Et pas plus tard que la semaine dernière, nous avons eu droit à un remake à Sousse, avec la petite différence que la sanction était «pour mauvais comportement avec un client». A l’Ariana, leurs coups de gueule sont encore plus fréquents, au point d’aller dresser des tentes de protestations devant le siège du gouvernorat, au nom de «la défense de nos droits».

Démantèlement d’un réseau de trafic de fausses autorisations

En avril 2019, faut-il le rappeler, ils ont essuyé un énième revers avec le démantèlement à La Manouba d’un dangereux réseau de trafic de fausses autorisations d’exploitation de taxis collectifs, qui écoulait le fameux sésame contre la bagatelle de quinze mille dinars !

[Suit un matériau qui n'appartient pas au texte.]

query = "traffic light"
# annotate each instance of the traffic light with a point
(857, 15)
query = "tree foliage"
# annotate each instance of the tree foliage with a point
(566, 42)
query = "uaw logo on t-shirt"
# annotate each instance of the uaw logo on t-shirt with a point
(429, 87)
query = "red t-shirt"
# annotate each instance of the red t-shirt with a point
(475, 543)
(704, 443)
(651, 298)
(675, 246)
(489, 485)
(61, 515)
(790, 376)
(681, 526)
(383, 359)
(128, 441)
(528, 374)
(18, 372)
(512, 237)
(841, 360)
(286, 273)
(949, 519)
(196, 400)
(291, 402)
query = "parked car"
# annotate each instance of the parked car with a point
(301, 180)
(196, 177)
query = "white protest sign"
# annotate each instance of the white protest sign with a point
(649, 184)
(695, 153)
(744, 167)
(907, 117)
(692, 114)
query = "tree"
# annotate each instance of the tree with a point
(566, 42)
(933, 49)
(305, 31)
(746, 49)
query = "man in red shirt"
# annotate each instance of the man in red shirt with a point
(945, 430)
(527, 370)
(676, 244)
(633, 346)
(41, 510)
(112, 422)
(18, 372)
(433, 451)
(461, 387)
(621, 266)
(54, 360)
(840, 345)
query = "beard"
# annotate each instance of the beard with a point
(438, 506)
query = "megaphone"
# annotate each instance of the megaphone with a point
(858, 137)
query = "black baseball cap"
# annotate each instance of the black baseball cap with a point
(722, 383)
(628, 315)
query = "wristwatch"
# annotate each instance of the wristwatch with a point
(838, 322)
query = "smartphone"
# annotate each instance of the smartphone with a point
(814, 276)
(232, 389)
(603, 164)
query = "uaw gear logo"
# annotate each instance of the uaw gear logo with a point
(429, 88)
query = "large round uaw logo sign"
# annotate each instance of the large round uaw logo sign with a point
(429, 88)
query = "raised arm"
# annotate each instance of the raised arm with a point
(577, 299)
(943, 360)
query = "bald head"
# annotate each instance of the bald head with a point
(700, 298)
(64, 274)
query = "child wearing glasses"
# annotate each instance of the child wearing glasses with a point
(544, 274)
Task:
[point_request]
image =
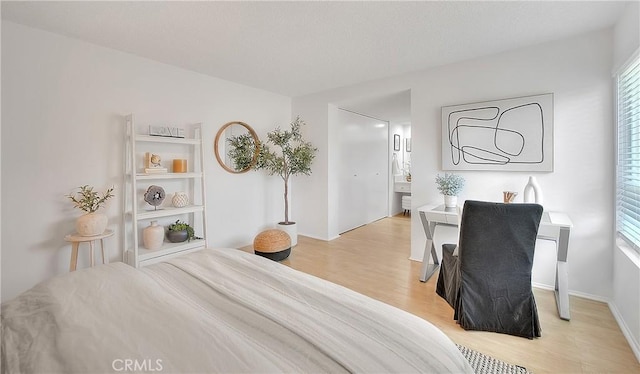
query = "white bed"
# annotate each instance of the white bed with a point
(216, 310)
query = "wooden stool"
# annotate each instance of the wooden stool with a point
(76, 239)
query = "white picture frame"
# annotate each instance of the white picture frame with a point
(513, 134)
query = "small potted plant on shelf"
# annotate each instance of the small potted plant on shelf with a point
(180, 231)
(450, 185)
(91, 223)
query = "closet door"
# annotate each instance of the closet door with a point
(363, 170)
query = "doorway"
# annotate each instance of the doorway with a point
(363, 172)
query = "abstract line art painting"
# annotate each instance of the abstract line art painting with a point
(504, 135)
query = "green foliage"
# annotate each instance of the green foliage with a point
(181, 226)
(89, 200)
(292, 156)
(241, 150)
(450, 184)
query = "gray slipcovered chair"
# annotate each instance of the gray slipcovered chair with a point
(486, 278)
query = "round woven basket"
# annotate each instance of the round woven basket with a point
(273, 244)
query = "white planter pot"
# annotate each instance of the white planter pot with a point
(292, 230)
(180, 199)
(450, 201)
(91, 224)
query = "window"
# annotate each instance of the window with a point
(628, 171)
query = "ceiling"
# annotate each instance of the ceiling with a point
(297, 48)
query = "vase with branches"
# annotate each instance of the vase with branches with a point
(89, 201)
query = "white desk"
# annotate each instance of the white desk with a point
(554, 226)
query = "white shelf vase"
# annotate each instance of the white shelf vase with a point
(153, 236)
(450, 201)
(533, 192)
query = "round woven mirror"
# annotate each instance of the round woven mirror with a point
(236, 147)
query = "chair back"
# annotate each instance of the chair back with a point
(497, 244)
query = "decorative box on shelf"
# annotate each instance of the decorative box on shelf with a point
(168, 131)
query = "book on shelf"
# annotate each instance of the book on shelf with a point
(155, 170)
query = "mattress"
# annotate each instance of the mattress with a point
(214, 311)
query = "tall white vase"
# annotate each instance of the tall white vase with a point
(450, 201)
(532, 192)
(153, 236)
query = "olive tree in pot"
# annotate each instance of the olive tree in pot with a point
(292, 156)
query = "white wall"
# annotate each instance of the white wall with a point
(577, 71)
(63, 103)
(626, 262)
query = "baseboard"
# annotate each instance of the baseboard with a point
(633, 343)
(572, 293)
(635, 347)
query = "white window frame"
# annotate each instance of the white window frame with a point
(628, 220)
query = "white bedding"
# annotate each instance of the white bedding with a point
(218, 310)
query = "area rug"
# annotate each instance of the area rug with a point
(483, 364)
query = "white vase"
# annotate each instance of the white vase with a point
(180, 199)
(91, 224)
(450, 201)
(153, 236)
(532, 192)
(292, 229)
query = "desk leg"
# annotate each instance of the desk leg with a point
(102, 249)
(429, 250)
(74, 256)
(562, 275)
(91, 246)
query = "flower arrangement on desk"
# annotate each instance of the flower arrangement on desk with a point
(450, 185)
(89, 201)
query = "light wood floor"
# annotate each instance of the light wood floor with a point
(373, 260)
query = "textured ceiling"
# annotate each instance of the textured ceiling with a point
(296, 48)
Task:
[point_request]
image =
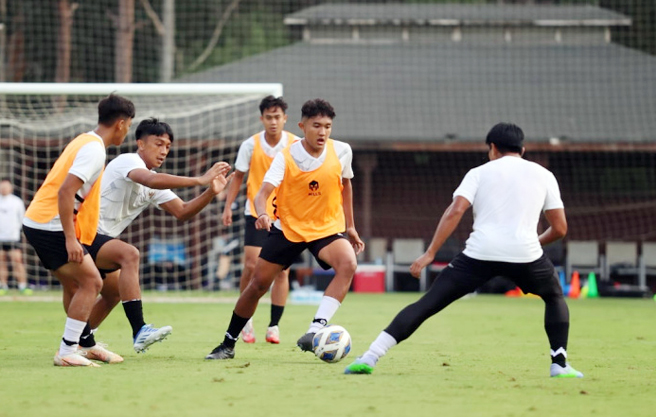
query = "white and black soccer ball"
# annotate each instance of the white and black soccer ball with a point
(332, 343)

Ébranlés mais toujours étonnamment debout, ils ont le verbe facile pour se disculper. «On nous tape dessus abusivement et on oublie les autres» s’enflamme Salah Ghodhbène dont le taxi fait la navette quotidienne entre l’Ariana et Raoued. Visiblement mécontent, il fait état d’injustices «qui ne cessent de s’abattre sur notre secteur, outre la hausse continue des prix d’achat du véhicule, des pièces détachées, du carburant et des dépenses d’entretien».

A la question de savoir pourquoi leurs revendications sont restées sans suite, Ghodhbène répond, crispé : «Cela fait maintenant deux ans que les autorités régionales et locales, ainsi que le groupement professionnel des taxis individuels et collectifs affiliés à la Conect, nous promettent de répondre à nos demandes, y compris l’augmentation du tarif de transport des usagers. Hélas, peine perdue et on ne sait pas comment ça va finir».

La ministre du Transport par intérim a, entre autres propositions, appelé récemment au renforcement du parc roulant dont disposent les taxis collectifs et individuels. L’idée est à creuser, surtout que les sociétés de leasing continuent de multiplier les offensives de charme à l’adresse de ce secteur, et cela avec la mise en vente, par le biais d’offres tentantes, de véhicules flambant neufs. «Nous proposons de payer une avance de 10% qui ne dépasse pas les 6.500 dinars et le début de versement des échéances à partir du quatrième mois», nous indique Slim Farhat, chargé de marketing au sein d’une société de leasing de la place.

En définitive, ce ne sont pas les idées qui manquent pour espérer sortir cette profession du marasme.